Chromium

Administrative data

Endpoint:

dermal absorption in vitro / ex vivo

Type of information:

experimental study

Adequacy of study:

key study

Reliability:

1 (reliable without restriction)

Rationale for reliability incl. deficiencies:

other: Comparable to guideline study

Data source

Materials and methods

Principles of method if other than guideline:

To carry out the experiments, the authors used the experience and protocols employed during the European project EDETOX (evaluations and predictions of dermal absorption of toxic chemicals), funded by EU.

GLP compliance:

not specified

Test material

Radiolabelling:

no

Administration / exposure

Details on in vitro test system (if applicable):

SKIN PREPARATION
- Source of skin: human (surgical waste)
- Ethical approval if human skin: no data
- Type of skin: full thickness skin
- Preparative technique: Skin obtainead as surgical waste. Prior to freezing, subcutaneous fat was removed and hair shaved. In addition to intact skin, damaged skin was also prepared (skin abraded by drawing the point of a 19-gauge hypodermic needle across the surface; 20 marks in one direction and 20 perpendiculars).
- Thickness of skin (in mm): <1mm ; mean exposed skin area 3.92 cm2
- Membrane integrity check: Skin integry was checked before and after each experiment using electrical conductibility by means of a conductometer (Metrohm, 660 Conductometer, Herisau, Switzerland). The electrical conductance data (as µS) were converted to K[omega]cm-2. Cells with a resistance <3.95 ± 0.27 K[omega]cm-2were considered to be damaged.
- Storage conditions: Freezer -25 C for a period up to (but not exceeding) 4 months
- Justification of species, anatomical site and preparative technique: no data


PRINCIPLES OF ASSAY
- Diffusion cell: Franz diffusion cells
- Cr metal powder was suspended in a synthetic sweat solution with pH 4.5
- Receptor fluid: phosphate buffered saline (PBS) (pH 7.35)
- Solubility od test substance in receptor fluid: no data
- The chromium powder in synthetic sweat was added to the exposure chamber.
- Test temperature: 32 C
- Humidity: no data
- Occlusion: no data
- Reference substance(s): no data
- Other: At 24 h the dermal bathing solution was removed and Cr concentration in the receptor fluid was determined by electro-thermal atomic absorption spectrometry.
After the experiments the skin was stored in a freezer at -25 C. Before analysis, the skin membranes were dried for 24 h at room temperature. Then the exposed area was cut into sections, weighted and digested in 70% v/v HNO3

Results and discussion

Absorption in different matrices:

No significant differences were found when measuring Cr concentrations in the receiving cells after experiments with intact or damaged skin.
The amounts of Cr found in the damaged skin after removing the skin from the test cells were significantly higher compared with the amounts found in intact skin (62.1 µg/cm versus 14.4 µg/cm2 respectively).

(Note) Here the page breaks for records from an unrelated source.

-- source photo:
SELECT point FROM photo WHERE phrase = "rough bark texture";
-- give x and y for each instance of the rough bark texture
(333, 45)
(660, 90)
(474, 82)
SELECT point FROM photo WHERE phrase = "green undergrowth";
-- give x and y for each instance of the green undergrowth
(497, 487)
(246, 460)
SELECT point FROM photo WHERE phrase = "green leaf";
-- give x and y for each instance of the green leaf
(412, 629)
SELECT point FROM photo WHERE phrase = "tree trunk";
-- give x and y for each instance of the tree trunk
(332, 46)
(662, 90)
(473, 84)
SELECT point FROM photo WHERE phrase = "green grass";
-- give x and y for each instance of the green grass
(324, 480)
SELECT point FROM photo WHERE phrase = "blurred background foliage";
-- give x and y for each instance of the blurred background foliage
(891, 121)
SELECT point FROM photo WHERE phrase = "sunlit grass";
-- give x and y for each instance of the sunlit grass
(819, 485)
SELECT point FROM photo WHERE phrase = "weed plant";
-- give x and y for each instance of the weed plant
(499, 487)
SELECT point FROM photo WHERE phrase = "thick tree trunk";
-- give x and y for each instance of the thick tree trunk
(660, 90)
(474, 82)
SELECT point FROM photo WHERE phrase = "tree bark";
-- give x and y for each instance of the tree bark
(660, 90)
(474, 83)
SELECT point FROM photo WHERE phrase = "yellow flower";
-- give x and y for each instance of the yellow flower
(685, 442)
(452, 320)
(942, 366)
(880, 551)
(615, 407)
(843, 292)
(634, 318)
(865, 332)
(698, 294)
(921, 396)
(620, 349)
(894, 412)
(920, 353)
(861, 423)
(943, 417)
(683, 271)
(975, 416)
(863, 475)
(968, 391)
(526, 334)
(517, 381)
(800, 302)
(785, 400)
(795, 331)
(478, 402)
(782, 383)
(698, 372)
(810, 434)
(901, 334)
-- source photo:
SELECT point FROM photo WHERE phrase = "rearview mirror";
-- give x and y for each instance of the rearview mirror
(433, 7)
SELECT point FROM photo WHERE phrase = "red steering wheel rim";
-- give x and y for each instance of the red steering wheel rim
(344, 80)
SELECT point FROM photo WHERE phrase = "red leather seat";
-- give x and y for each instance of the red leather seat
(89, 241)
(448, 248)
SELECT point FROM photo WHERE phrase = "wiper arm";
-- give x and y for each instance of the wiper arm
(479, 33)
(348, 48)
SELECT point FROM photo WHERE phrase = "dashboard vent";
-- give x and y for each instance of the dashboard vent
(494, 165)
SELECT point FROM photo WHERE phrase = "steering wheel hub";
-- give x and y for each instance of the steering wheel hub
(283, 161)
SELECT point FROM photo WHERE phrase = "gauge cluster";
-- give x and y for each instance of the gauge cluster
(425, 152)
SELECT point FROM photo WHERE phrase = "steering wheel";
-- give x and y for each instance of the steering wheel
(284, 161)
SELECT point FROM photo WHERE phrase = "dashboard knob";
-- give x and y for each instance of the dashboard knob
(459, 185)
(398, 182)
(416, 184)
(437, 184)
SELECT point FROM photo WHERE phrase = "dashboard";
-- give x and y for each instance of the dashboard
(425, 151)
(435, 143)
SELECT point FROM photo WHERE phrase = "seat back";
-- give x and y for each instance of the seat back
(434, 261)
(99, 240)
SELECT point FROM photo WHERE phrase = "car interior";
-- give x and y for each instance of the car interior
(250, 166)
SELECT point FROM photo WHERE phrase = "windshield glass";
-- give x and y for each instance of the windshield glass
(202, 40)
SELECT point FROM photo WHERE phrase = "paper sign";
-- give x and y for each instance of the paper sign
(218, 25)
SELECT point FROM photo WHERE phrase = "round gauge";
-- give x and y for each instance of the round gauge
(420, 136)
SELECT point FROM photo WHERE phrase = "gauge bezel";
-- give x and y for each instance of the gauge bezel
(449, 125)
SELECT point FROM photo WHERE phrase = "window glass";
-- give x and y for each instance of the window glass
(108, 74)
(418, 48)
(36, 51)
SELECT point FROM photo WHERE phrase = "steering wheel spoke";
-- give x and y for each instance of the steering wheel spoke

AAS analyses showed that Cr was present as ions in the donor phase. The concentrations of the Cr ions were similar in experimental cells with either intact or damaged skin. The evaluation of metal ion percentage for Cr showed that the skin contained 99% of the Cr ions. The authors suggested that it was likely that the synthetic sweat solution (pH 4.5) was not efficient enough to oxidise more than a small fraction of metallic chromium to soluble Cr ions.

Applicant's summary and conclusion

Conclusions:

The in vitro dermal absorption test showed no differences in the permeation of Cr metal through intact or damaged skin barriers. A high Cr concentration was found in the damaged skin, suggesting a strong binding of Cr to skin proteins. 99% of the total Cr(III) ions were observed in the skin. It can be concluded that the skin penetration properties of chromium are very low, even in the case of damaged skin.

Executive summary:

The percutaneous penetration of chromium metal powder, and the effects of skin lesions were studied in an in vitro model. Franz diffusion cells with intact and damaged human skin were used for the tests. Cr powder was dispersed in synthetic sweat at pH 4.5 and applied as donor phase to the outer surfce of the skin for 24 h. PBS (pH 7.35) was used for the receiving phase. The amount of metal permeating or bound to the skin was analysed by electro-thermal atomic absorption spectrometry. No significant differences were observed between Cr permeation through intact or damaged skin. 99% of the Cr ions were detected in the skin samples, indicating very low skin penetration properties of chromium.